La brune avait relevé la tête à l'entente de son prénom, l'air blasé. Elle n'aimait pas vraiment la personne qui était face à elle, si elle se souvenait bien ce jeune homme se prénommait Tyrone ou quelque chose du genre. Elle s'en fichait, donc elle ne trouvait pas ça important de retenir son prénom. Dinah le toisait à chaque fois qu'il osait passer à ses côtés, ce qui lui valait à chaque fois un coup de coude de la part d'Ally.

«Oui c'est moi, elle est dans ta classe. Tu aurais pu faire l'effort de retenir son prénom.»

Il haussa les épaules, ce qui valut un éclat de rire de la part de Troy, malheureusement ce dernier se vit recevoir un magnifique regard noir de la part de la cubaine. De ce fait, il se calma automatiquement.

«Qu'est-ce que tu veux ?»

«Apporte lui ça. Ou trouve quelqu'un qui sait où elle vit, tu as carte blanche.»

Ses yeux noisette observèrent un instant la pochette que lui tendait le garçon, mais finalement elle la saisit et la déposa sur son cahier. Après ça Tyrone ne resta pas plus longtemps en voyant que la petite brunette n'avait pas envie de faire causette avec lui. D'ailleurs elle ne comprenait pas pourquoi Troy restait avec puisqu'ils ne sont autre que deux parfaits contraires. Une fois qu'ils furent éloignés elle se permit de regarder la première feuille qui apparaissait mais grimaça en voyant que ce n'était autre que les cours de Lauren. Elle soupira, heureusement que cette dernière l'avait invité à manger il y a quelques semaines de ça. Elle avait donc pu faire la rencontre de Taylor et de Leo, leur chien. Celui-même qui l'avait perturbé et fait tomber à la ramasse au sol. Évidemment Dinah avait été la première à lui réclamer un rapport. Mais la pauvre avait été déçue d'apprendre qu'il n'y avait rien eu de plus qu'une simple étreinte. En même temps, elle ne comptait pas le lui dire s'il s'était passé quelque chose. Elle avait juste découvert l'univers fascinant de Lauren concernant l'art. D'ailleurs elle ne comprenait pas pourquoi cette dernière était au département des sciences alors qu'elle pourrait facilement entrer dans une école d'art. Elle n'avait pas vraiment osé poser la question.
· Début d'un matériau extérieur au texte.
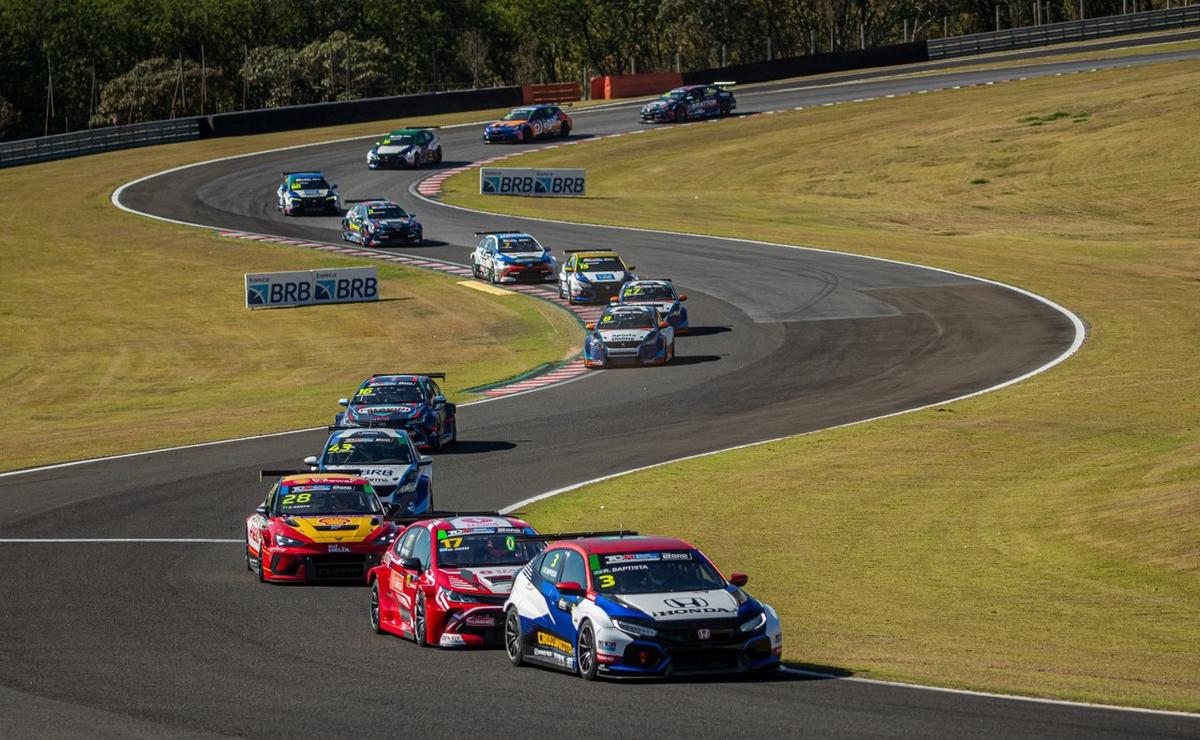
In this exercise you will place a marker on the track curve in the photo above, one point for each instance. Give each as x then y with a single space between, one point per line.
175 638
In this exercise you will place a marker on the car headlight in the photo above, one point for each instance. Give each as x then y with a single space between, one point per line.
633 627
754 623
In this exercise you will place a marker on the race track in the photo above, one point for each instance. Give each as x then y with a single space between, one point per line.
177 638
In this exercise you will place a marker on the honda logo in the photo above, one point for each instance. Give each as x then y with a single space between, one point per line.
683 603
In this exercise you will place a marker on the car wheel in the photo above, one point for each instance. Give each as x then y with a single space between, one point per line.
375 607
513 643
586 653
419 625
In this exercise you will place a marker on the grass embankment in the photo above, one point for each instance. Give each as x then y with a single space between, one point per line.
120 334
1041 540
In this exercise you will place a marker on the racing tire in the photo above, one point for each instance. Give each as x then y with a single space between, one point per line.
376 617
514 647
586 653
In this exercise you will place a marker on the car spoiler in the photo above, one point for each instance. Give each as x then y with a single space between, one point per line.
579 535
271 473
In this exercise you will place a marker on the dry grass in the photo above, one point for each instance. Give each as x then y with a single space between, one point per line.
1041 540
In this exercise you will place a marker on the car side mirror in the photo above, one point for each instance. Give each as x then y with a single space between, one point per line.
570 588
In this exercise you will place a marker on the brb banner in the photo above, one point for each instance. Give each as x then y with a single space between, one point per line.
553 182
311 287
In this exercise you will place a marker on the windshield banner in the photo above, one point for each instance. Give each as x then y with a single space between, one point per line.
311 287
544 182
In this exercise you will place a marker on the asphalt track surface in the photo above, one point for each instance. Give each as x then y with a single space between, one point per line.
135 638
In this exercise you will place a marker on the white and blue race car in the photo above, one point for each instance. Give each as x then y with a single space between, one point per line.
629 606
401 476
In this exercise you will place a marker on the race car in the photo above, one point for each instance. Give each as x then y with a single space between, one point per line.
377 222
592 276
528 124
307 193
690 102
658 293
510 257
637 335
406 148
444 581
317 527
414 403
388 458
630 606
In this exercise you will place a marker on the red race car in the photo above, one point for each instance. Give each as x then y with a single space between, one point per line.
317 527
444 581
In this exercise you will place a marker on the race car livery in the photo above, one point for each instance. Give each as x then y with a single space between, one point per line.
414 403
373 223
629 334
510 257
406 148
592 276
690 102
388 459
444 581
635 607
660 294
307 193
317 527
527 124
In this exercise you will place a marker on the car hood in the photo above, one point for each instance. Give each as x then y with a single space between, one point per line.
676 606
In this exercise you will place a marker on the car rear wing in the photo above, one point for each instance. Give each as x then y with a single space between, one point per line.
579 535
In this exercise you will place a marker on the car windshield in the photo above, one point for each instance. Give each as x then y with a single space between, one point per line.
651 292
600 264
369 449
625 319
309 184
387 211
653 572
519 244
327 498
377 395
463 549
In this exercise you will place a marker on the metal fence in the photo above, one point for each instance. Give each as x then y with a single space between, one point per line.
61 145
1072 30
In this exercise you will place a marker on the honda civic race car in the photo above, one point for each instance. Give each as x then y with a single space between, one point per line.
414 403
690 102
375 223
509 257
636 606
388 459
444 581
317 527
307 193
406 148
592 276
660 294
629 334
529 122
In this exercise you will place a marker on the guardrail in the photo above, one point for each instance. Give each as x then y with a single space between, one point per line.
1071 30
61 145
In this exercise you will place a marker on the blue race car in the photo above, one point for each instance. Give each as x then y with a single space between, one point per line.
307 193
629 606
388 459
376 222
395 401
637 335
690 102
659 293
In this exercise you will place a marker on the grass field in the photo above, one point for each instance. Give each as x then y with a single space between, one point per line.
1041 540
119 334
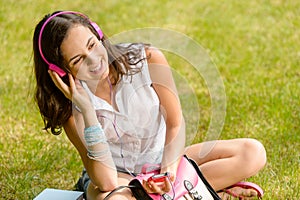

Au final elle fut sortie de ses pensées diverses et variées en entendant la porte de la cafétéria claquée. Puis des rires. Elle n'avait pas besoin de redresser la tête pour savoir que ce n'était autre que ses camarades, mais elle le fit tout de même au risque de ne se prendre une claque de la part d'Ally derrière la tête. Oui, cette dernière lui offrait une petite claque quand elle ne les saluait pas en lui disant que la politesse ce n'était pas en option.

«Vous êtes trop bruyantes.»

«À vrai dire Mila, c'est toi qui es trop calme. Comment fais-tu pour être blasée H24 sérieusement ? Il t'arrive de rire ?» la taquina Dinah en prenant place en face d'elle.

«Excuse moi de ne pas trouver le monde drôle.»

«Tu me fais penser à cette fille que Ally a aidé l'autre jour... Comment est-ce qu'elle s'appelait déjà ?» elle se retourna vers Ally qui venait de poser son sac sur la table.

«Qui ça ?»

«La fille que tu as aidé l'autre jour, enfin je sais pas trop ce que tu lui as dit mais»

«Oh, tu parles d'Ashley ?»

«Oui ! Elle !» elle se retourna à nouveau vers Camila qui la regardait bizarrement. «Me regarde pas comme ça.»

«Je ne suis pas une dépressive.» fit-elle remarquer en fronçant les sourcils.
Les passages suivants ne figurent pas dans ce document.